Berlin. Christina Hecke kann gut für sich selbst einstehen. In welchen Momenten das nützlich wird und wie ein Unfall ihr Leben verändert hat.

„Zwischen Recht und Gerechtigkeit“ heißt die neue Folge von Christina Heckes Erfolgsreihe „In Wahrheit“ (am 31. August um 20.15 Uhr im ZDF). Mit der hiesigen Justiz kennt sich die 45-Jährige auch abseits ihrer Rolle als Kriminalhauptkommissarin aus. Warum sie ihr Jura-Studium letztlich nicht mit ihrem Gewissen vereinbaren konnte, wie sie im echten Leben schon mal mit Kriminellen fertig wurde und wie ein schlimmer Unfall ihr Leben prägte, verrät die Schauspielerin im Interview.
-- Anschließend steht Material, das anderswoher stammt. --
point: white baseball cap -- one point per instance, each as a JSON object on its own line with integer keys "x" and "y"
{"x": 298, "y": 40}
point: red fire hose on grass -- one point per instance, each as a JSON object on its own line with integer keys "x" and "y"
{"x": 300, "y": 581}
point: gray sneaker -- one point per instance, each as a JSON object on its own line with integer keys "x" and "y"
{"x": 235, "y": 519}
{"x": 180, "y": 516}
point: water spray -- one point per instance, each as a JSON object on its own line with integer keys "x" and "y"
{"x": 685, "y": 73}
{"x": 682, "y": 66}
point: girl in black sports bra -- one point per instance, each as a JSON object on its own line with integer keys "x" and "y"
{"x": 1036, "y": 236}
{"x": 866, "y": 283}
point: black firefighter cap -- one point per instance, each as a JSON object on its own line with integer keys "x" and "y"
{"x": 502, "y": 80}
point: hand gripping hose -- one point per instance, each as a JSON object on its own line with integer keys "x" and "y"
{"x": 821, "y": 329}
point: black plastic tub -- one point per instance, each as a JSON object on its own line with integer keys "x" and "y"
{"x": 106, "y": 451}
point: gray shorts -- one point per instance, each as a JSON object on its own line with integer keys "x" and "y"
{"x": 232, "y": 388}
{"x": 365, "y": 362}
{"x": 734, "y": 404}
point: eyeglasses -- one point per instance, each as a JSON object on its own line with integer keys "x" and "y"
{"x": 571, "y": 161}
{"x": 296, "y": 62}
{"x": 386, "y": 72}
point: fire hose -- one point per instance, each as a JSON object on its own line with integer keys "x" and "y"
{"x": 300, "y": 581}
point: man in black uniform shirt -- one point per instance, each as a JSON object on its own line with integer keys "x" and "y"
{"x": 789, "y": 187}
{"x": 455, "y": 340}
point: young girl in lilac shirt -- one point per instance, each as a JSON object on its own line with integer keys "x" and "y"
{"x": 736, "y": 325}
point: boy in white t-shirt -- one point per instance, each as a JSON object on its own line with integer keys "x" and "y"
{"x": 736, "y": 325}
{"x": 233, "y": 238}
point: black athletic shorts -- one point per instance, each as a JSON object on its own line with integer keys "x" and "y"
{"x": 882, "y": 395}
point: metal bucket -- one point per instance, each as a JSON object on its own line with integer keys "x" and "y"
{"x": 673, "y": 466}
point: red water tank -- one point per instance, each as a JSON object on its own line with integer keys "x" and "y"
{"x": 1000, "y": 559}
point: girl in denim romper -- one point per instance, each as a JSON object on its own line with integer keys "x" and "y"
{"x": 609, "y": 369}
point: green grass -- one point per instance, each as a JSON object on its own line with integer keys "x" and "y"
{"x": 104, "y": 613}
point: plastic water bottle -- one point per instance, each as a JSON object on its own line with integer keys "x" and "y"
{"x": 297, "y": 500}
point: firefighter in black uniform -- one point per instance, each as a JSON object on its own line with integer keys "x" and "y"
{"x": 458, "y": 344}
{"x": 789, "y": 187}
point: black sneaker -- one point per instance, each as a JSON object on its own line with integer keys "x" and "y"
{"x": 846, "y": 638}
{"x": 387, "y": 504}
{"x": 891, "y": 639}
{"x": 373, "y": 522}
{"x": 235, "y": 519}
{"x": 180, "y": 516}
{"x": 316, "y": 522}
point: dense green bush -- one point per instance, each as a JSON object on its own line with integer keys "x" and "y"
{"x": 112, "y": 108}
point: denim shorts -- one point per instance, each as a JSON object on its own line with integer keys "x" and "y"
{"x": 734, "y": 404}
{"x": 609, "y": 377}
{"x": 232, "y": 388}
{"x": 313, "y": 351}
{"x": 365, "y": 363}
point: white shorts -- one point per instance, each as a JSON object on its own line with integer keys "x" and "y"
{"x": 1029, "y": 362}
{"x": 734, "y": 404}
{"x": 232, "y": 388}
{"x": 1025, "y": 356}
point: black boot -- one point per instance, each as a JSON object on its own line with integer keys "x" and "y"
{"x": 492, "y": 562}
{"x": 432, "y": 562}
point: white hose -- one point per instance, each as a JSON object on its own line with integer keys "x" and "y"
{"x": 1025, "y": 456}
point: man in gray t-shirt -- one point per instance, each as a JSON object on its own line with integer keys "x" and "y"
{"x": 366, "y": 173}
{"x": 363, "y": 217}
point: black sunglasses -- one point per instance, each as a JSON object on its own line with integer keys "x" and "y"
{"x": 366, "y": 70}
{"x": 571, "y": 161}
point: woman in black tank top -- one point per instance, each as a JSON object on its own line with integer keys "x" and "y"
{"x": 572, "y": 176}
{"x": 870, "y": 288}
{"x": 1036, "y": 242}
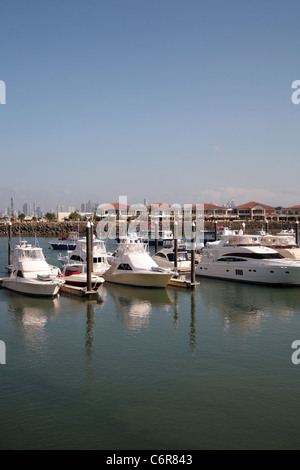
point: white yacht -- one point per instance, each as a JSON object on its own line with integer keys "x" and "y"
{"x": 133, "y": 265}
{"x": 100, "y": 256}
{"x": 242, "y": 257}
{"x": 76, "y": 275}
{"x": 166, "y": 256}
{"x": 284, "y": 242}
{"x": 31, "y": 274}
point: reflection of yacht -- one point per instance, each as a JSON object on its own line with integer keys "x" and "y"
{"x": 65, "y": 243}
{"x": 100, "y": 263}
{"x": 166, "y": 256}
{"x": 31, "y": 274}
{"x": 284, "y": 242}
{"x": 134, "y": 305}
{"x": 243, "y": 258}
{"x": 76, "y": 275}
{"x": 134, "y": 266}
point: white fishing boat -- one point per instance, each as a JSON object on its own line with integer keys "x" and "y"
{"x": 31, "y": 274}
{"x": 243, "y": 258}
{"x": 100, "y": 255}
{"x": 133, "y": 266}
{"x": 166, "y": 256}
{"x": 76, "y": 275}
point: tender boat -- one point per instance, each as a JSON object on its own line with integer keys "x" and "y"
{"x": 100, "y": 255}
{"x": 65, "y": 243}
{"x": 31, "y": 274}
{"x": 76, "y": 275}
{"x": 133, "y": 266}
{"x": 242, "y": 257}
{"x": 166, "y": 256}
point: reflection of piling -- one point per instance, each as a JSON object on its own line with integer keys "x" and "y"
{"x": 9, "y": 244}
{"x": 156, "y": 237}
{"x": 89, "y": 256}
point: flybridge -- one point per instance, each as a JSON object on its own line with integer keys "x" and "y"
{"x": 2, "y": 92}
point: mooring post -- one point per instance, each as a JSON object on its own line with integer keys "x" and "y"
{"x": 175, "y": 245}
{"x": 266, "y": 226}
{"x": 89, "y": 259}
{"x": 193, "y": 249}
{"x": 9, "y": 244}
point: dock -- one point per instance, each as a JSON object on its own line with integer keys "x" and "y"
{"x": 182, "y": 283}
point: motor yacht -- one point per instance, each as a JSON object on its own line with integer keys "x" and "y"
{"x": 31, "y": 274}
{"x": 65, "y": 243}
{"x": 284, "y": 242}
{"x": 242, "y": 257}
{"x": 100, "y": 256}
{"x": 166, "y": 256}
{"x": 76, "y": 275}
{"x": 134, "y": 266}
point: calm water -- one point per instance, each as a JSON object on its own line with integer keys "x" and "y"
{"x": 150, "y": 369}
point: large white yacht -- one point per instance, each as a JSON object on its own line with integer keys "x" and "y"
{"x": 242, "y": 257}
{"x": 284, "y": 242}
{"x": 31, "y": 274}
{"x": 133, "y": 266}
{"x": 166, "y": 256}
{"x": 100, "y": 261}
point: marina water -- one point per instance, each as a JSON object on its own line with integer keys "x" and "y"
{"x": 150, "y": 369}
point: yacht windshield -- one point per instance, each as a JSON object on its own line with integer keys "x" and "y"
{"x": 254, "y": 255}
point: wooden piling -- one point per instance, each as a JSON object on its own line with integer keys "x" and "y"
{"x": 175, "y": 245}
{"x": 266, "y": 226}
{"x": 193, "y": 249}
{"x": 89, "y": 256}
{"x": 156, "y": 237}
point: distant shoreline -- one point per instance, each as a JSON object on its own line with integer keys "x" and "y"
{"x": 62, "y": 229}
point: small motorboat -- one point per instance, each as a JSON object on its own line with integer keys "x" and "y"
{"x": 31, "y": 274}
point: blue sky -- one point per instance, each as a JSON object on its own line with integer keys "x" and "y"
{"x": 177, "y": 101}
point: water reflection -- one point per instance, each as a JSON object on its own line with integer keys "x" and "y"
{"x": 134, "y": 305}
{"x": 245, "y": 305}
{"x": 31, "y": 316}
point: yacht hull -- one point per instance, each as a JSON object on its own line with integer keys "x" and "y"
{"x": 158, "y": 280}
{"x": 37, "y": 289}
{"x": 273, "y": 275}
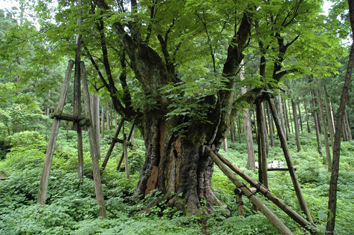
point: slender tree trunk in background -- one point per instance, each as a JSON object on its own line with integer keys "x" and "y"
{"x": 107, "y": 117}
{"x": 247, "y": 126}
{"x": 328, "y": 151}
{"x": 286, "y": 119}
{"x": 102, "y": 121}
{"x": 348, "y": 125}
{"x": 290, "y": 164}
{"x": 271, "y": 128}
{"x": 298, "y": 107}
{"x": 296, "y": 126}
{"x": 307, "y": 119}
{"x": 265, "y": 129}
{"x": 317, "y": 127}
{"x": 329, "y": 118}
{"x": 332, "y": 202}
{"x": 262, "y": 152}
{"x": 233, "y": 132}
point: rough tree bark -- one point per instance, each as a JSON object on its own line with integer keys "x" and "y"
{"x": 183, "y": 173}
{"x": 332, "y": 202}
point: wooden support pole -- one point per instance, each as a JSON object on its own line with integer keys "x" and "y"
{"x": 93, "y": 147}
{"x": 262, "y": 152}
{"x": 252, "y": 197}
{"x": 289, "y": 161}
{"x": 293, "y": 214}
{"x": 77, "y": 101}
{"x": 125, "y": 153}
{"x": 67, "y": 117}
{"x": 104, "y": 164}
{"x": 43, "y": 186}
{"x": 280, "y": 169}
{"x": 241, "y": 209}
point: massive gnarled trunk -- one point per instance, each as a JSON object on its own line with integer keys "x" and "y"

Juristisches Recht und gefühlte Gerechtigkeit müssen nicht immer deckungsgleich sein, wie die aktuelle Folge von „In Wahrheit“ zeigt. Inwieweit bewegt Sie diese Frage?

Christina Hecke: Sie quält mich eigentlich, seit ich denken kann. Nach dem Abitur habe ich Jura studiert und bin im Staatsexamen ausgestiegen, weil ich das Gefühl hatte, dass Gerechtigkeit mit dem, was per Regel und Gesetz als Recht vorgegeben wird, nicht unbedingt vereinbar ist.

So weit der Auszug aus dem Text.